Lacrime, silenziose, scendono.

Gratitudine, sollievo.

No. Certo che no.


 

 

Remus è disperato.

Sa di costituire un pericolo per Tonks e il bambino.

Non è sicuro di amarla – (sicuramente no, non come Sirius).

Non vuole questo bambino.

Perchè non saprebbe amarlo – amarli – come dovrebbe.

Perché è un lupo e teme di non riuscire un giorno a controllarsi.

Remus si odia e non sa che fare.

Vorrebbe che Sirius fosse qui, non fosse altro che per chiedergli consiglio.

Guarda le stelle e si ripete: vorrei fossi qui, cane.

Torna a casa.

E’ stato un lungo viaggio. Da lì alla tomba della sua memoria e ritorno.

Lei è lì che lo aspetta, come ogni sera.

Stasera non sa che gli è successo.

La guarda negli occhi. Dice:

- Io non lo voglio, questo bambino.

Vede il mondo crollare negli occhi di lei, il sangue defluire dalla superficie dell’anima, lasciando piatto specchio vuoto del proprio egoismo e del proprio terrore.

Mi dispiace, aggiunge.

Apre la porta e se ne va.

Non si era nemmeno tolto la giacca, per fortuna.



 

Sto per avere un figlio...

C’è una strada di Londra in cui Remus non può tornare.

Non può tornare perché pullula di ricordi della sua vita con Sirius lì. La sua vita di prima.

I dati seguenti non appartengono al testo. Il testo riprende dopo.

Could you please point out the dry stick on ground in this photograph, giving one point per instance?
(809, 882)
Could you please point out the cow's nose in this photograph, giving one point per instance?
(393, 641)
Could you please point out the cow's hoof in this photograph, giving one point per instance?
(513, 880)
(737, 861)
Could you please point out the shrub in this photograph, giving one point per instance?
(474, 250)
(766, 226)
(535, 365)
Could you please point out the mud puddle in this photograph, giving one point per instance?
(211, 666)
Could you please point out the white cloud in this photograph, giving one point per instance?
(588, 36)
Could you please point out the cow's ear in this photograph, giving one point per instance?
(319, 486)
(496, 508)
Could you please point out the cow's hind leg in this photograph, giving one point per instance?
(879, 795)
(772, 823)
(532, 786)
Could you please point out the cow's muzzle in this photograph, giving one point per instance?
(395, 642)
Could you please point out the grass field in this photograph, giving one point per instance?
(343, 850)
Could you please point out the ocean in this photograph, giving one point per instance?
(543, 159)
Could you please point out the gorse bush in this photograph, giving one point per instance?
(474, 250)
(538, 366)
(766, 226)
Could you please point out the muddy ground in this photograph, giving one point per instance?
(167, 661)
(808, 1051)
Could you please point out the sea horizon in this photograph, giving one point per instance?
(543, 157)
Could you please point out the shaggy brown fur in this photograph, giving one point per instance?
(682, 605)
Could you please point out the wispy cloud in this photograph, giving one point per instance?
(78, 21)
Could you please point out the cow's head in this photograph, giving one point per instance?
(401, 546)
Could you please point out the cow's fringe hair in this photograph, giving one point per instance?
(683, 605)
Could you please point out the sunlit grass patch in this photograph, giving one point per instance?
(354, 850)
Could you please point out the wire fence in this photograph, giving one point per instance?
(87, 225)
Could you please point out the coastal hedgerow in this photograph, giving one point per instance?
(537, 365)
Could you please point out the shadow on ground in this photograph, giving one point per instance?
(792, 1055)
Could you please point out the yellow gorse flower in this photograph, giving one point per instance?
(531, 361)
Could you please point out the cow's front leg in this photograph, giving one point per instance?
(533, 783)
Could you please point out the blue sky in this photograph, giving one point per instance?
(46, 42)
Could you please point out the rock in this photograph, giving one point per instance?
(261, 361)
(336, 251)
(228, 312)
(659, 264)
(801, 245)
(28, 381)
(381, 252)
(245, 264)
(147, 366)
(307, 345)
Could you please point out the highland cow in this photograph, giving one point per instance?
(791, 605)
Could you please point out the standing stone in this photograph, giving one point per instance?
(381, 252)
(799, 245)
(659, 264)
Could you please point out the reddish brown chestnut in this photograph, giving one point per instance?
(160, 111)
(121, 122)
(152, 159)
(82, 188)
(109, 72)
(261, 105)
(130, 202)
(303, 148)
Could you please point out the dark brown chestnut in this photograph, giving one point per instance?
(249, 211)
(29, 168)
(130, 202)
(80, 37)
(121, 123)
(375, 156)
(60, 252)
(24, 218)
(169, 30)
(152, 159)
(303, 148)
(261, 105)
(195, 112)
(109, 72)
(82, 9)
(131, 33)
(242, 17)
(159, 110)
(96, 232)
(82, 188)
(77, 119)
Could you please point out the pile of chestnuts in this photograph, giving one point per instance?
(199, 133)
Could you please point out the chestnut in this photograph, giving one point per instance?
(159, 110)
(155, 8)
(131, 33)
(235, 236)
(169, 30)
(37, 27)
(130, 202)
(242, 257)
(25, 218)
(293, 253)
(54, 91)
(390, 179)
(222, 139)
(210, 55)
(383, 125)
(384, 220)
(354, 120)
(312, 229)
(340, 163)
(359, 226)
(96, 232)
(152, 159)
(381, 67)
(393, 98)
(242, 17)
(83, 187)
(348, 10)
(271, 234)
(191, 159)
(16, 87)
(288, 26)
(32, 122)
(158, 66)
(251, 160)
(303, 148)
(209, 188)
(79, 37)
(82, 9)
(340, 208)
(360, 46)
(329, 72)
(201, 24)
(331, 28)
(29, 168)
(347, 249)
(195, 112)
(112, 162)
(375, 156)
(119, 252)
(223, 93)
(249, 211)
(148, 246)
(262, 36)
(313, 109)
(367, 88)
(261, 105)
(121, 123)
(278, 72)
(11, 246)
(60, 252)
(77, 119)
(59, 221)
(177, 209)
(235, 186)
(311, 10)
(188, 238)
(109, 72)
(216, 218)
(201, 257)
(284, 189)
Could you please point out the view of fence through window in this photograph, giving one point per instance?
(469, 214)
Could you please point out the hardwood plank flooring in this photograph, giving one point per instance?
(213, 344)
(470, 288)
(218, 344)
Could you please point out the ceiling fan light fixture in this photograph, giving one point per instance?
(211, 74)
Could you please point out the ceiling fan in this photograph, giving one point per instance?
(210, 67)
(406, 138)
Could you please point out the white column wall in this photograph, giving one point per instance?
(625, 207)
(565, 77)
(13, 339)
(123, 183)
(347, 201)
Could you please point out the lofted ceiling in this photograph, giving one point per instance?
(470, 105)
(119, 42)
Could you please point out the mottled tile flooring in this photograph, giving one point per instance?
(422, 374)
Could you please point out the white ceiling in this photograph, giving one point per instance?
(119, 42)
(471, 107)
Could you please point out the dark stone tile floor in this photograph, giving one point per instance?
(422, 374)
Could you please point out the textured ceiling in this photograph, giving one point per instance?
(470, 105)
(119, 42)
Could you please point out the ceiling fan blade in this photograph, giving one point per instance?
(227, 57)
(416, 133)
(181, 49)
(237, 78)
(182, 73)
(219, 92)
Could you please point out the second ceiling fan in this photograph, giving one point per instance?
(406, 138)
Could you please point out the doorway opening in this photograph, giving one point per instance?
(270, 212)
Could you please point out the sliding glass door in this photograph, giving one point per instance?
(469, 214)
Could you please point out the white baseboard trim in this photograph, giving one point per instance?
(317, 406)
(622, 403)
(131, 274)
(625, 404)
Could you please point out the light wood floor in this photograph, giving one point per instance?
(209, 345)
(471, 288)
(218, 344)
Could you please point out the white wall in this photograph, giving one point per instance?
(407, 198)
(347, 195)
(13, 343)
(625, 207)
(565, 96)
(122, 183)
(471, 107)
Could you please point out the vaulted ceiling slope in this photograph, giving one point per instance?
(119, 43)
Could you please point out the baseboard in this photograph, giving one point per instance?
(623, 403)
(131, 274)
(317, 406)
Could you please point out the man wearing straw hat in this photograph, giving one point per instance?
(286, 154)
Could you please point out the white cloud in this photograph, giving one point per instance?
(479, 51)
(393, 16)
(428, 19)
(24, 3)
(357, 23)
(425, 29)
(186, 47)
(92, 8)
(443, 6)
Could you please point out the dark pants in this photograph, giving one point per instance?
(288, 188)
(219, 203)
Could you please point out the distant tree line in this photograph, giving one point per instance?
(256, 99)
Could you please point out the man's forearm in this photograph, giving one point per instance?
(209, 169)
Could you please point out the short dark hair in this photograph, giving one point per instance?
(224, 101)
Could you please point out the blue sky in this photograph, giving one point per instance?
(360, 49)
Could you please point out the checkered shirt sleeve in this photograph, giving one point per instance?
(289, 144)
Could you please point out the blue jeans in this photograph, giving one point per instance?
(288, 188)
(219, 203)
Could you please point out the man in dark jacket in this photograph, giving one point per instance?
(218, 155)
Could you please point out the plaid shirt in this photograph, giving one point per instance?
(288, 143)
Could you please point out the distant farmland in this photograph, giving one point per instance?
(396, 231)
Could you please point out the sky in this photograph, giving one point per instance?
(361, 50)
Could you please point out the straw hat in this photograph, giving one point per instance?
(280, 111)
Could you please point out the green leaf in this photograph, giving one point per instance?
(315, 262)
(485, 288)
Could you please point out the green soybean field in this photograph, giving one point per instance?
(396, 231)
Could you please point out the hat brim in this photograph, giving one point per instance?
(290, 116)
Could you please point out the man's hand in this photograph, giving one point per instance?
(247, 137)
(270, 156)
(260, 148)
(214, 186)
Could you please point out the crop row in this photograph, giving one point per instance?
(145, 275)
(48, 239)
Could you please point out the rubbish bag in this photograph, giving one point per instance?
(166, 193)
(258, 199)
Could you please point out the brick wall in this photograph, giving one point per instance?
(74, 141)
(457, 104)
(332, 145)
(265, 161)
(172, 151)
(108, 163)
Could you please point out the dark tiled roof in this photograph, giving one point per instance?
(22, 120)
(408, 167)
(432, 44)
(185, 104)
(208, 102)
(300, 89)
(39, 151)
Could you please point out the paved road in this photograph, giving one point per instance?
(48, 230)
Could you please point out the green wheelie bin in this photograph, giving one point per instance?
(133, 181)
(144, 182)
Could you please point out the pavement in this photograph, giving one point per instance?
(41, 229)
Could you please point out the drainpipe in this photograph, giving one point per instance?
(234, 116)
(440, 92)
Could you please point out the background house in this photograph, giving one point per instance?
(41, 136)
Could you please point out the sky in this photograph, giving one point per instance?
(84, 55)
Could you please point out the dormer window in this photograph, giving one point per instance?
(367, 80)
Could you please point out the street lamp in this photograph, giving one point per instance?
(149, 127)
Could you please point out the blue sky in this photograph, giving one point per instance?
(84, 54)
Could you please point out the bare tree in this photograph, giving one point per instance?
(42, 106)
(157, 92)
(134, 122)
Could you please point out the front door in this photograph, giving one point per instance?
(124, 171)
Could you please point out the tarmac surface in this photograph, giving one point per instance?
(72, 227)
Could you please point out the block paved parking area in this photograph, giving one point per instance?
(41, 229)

Per tutti è solo una casa come tante altre. Per lui è stato il centro della sua vita, il cuore del suo mondo, per anni.

Piove. Nel suo impermeabile bagnato fissa la porta di legno anonimo, uguale a tutte le altre.

Sorride quando un ricordo improvviso gli trapassa la mente.

- E tu? Tu ti sei mai innamorato, Sirius?

Sirius beve e scuote la testa.

Si versa un altro bicchiere.

- No, mai stato innamorato.

Sorride, ma è un riso amaro.

Mai stato innamorato.

Sorride.

Fra poco sarà di nuovo Natale, a Grimmauld Place nr. 12.